XGBoost Hyperparameters

here are six (6) hyperparameters for XGBoost that are the most important , which is defined as those with the highest probability of the algorithm yielding the most accurate, unbiased results the quickest without over-fitting:

  • (1) how many sub-trees to train;
  • (2) the maximum tree depth (a regularization hyperparameter);
  • (3) the learning rate;
  • (4) the L1 (reg_alpha) and L2 (reg_ lambda) regularization rates that determine the extremity of weights on the leaves;
  • (5) the complexity control (gamma=γ), a pseudo- regularization hyperparameter; and
  • (6) minimum child weight, another regularization hyperparameter.

Support Vector Machines

  • In 2D data, a Support Vector Classifier is a line.
  • In 3D, it is a plane.
  • In 4 or more dimensions, Support Vector Classifier is a hyperplane.

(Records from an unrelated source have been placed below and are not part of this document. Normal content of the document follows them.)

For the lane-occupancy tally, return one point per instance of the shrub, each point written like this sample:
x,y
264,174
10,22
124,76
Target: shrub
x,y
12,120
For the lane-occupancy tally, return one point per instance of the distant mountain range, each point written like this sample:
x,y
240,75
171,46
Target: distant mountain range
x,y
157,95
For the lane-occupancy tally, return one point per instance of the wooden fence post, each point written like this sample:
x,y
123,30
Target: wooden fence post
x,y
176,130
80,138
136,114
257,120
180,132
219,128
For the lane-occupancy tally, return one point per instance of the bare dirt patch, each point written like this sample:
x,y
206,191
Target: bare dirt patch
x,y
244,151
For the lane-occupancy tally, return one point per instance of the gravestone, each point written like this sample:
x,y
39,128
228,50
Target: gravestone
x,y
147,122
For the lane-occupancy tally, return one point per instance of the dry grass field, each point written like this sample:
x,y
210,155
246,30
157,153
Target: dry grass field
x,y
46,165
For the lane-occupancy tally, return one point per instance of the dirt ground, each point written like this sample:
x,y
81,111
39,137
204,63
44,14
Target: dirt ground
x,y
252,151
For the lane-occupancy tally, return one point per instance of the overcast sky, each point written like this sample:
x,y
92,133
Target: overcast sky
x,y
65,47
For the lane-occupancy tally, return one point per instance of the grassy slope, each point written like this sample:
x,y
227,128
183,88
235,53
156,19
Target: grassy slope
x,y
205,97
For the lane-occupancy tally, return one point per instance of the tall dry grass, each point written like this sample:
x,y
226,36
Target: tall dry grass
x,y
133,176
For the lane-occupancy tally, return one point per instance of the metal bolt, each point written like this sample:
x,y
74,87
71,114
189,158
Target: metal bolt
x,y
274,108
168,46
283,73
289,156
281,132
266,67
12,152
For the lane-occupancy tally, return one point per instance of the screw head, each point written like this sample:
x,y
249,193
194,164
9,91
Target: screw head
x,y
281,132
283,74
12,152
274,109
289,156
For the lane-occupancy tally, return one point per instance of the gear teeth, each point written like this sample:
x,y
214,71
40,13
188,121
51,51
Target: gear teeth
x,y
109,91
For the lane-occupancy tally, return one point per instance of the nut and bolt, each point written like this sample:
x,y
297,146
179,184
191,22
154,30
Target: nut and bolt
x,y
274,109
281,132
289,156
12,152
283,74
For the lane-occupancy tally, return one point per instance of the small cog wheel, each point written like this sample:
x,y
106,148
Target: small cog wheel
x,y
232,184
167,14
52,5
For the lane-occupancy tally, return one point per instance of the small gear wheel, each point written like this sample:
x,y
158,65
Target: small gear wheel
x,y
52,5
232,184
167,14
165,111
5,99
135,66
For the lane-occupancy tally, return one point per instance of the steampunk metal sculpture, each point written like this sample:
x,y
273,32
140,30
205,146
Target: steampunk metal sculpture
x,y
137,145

Technically all SVCs are a hyperplane, but it is easier to call them planes in the case of 2D.

Important concepts in SVM which will be used frequently are as follows.

  • Hyperplane − It is a decision plane or space which is divided between a set of objects having different classes.
  • Support Vectors − Datapoints that are closest to the hyperplane are called support vectors. The separating line will be defined with the help of these data points.
  • Kernel — A kernel is a function used in SVM for helping to solve problems. They provide shortcuts to avoid complex calculations.
  • Margin − It may be defined as the gap between two lines on the closet data points of different classes. A large margin is considered a good margin and a small margin is considered as a bad margin.

Support Vector Machines use Kernal Functions to find Support Vector Classifiers in higher dimensions. A kernel function is a function that takes two input data points in the original input space and calculates the inner product of their corresponding feature vectors in a transformed (higher-dimensional) feature space.

Polynomial Kernel Radial Kernel (RBF)
The polynomial kernel is used to transform the input data from a lower-dimensional space to a higher-dimensional space where it is easier to separate the classes using a linear decision boundary. Radial Kernel finds Support Vector Classifiers in infinite dimensions. It assigns a higher weight to points closer to the test point and a lower weight to points farther away (like nearest neighbors). Observations that further away have relatively little influence on the classification of a data point.

In general, SVMs are suitable for classification tasks where the number of features is relatively small compared to the number of samples, and where there is a clear margin of separation between the different classes. SVMs can also handle high-dimensional data and nonlinear relationships between the features and the target variable. However, SVMs may not be suitable for very large datasets, as they can be computationally intensive and require a lot of memory.